As I stepped out of the Detroit Auto Show this week I was immediately greeted by Ford’s Mustang Stampede. Hundreds of Mustangs participated in the rally that stretched from Washington state to Detroit, culminating in the debut of the seventh-generation Mustang. Many of the Stangs were parked along Jefferson Avenue outside the show, awaiting the reveal a few blocks down.
With the launch of the new Stang, I’ve noticed a resurgence in love for Fox Body Mustangs. There were a few on Jefferson and in the Stampede, and there’s actually a fair amount of them still on the road. As far as generations go, it’s a tweener. It’s not mythical like the first gen, nor as criticized as the Mustang II.

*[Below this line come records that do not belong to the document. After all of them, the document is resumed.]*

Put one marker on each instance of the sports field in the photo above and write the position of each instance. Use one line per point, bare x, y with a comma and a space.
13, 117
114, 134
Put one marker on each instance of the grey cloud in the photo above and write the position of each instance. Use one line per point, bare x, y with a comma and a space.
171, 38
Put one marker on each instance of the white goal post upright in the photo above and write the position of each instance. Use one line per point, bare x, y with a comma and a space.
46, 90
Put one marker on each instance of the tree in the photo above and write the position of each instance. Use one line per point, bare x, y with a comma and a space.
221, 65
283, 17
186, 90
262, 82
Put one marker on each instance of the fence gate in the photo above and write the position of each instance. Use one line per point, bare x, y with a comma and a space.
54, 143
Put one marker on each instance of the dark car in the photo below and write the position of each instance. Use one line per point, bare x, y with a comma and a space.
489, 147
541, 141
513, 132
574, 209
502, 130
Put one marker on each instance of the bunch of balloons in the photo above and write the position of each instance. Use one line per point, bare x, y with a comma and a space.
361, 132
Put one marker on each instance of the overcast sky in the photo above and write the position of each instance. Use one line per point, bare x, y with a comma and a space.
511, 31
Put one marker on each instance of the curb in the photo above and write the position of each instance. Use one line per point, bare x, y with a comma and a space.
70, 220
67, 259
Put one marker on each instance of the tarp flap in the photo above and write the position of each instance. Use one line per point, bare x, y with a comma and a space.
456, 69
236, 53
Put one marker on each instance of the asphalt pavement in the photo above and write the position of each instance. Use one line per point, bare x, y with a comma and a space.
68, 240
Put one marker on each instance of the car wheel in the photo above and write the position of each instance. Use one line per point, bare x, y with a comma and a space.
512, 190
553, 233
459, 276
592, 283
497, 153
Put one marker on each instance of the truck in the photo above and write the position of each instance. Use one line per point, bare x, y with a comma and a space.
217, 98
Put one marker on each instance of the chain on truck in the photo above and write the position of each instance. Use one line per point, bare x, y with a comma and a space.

While second generation (1974-78) had to follow an icon and launched amid the ‘70s oil crisis, the Foxes that followed slipped into an easier time. Like much of Gen X, it’s overshadowed by the Boomer First Gen before it and the showy Gen Y and Millennial cars afterwards. The ‘80s were a bit weird. I was there, but with time and perhaps some sepia-toned vision, things from that era are getting their due.
We’re seeing that with the new Mustang’s digital cockpit, which can be configured to resemble the 1980s Fox body gauges (shown above). It’s also one of the first instances of an automaker recalling ‘80s design aesthetics (The new Nissan Z also captures that effectively), which makes sense given Gen X and the Geriatric Millennials now have the buying power to afford new and vintage Mustangs. Hagerty notes that Fox Bodies can still be found for well under $10,000 and says some examples fetch as much $90,000 (uncommonly).
The Fox Bodies had a long life, from 1979 to 1993, and they made a design statement. Jack Telnack, who later styled the 1980s Taurus that jump-started Ford’s sedan sales, produced the only Mustang design that’s a bit boxy and squared off. Depending on the year and model (some had angled nose clips), there’s some variance, but there’s no debate the third gen stands alone in the Mustang style book.
The Foxes had their moments. The high output 5.0-liter V8 and the 2.3-liter turbo four were memorable variants, and the Mustang was generally well received before sales tapered as the ‘80s rolled on. They also had some quality issues, and being among the best sports cars of a duller era doesn’t do them any favors.
But as I strolled to the Gen 7 unveiling in the fading light, I found the Fox Bodies’ resurgence heartening. People wore Fox T-shirts and the examples there were in good shape. Enough time has passed that an ‘80s Mustang is no longer a beater high school car or Uncle Fred’s daily driver. They’re legitimately vintage, and the Fox Bodies have earned their place in history.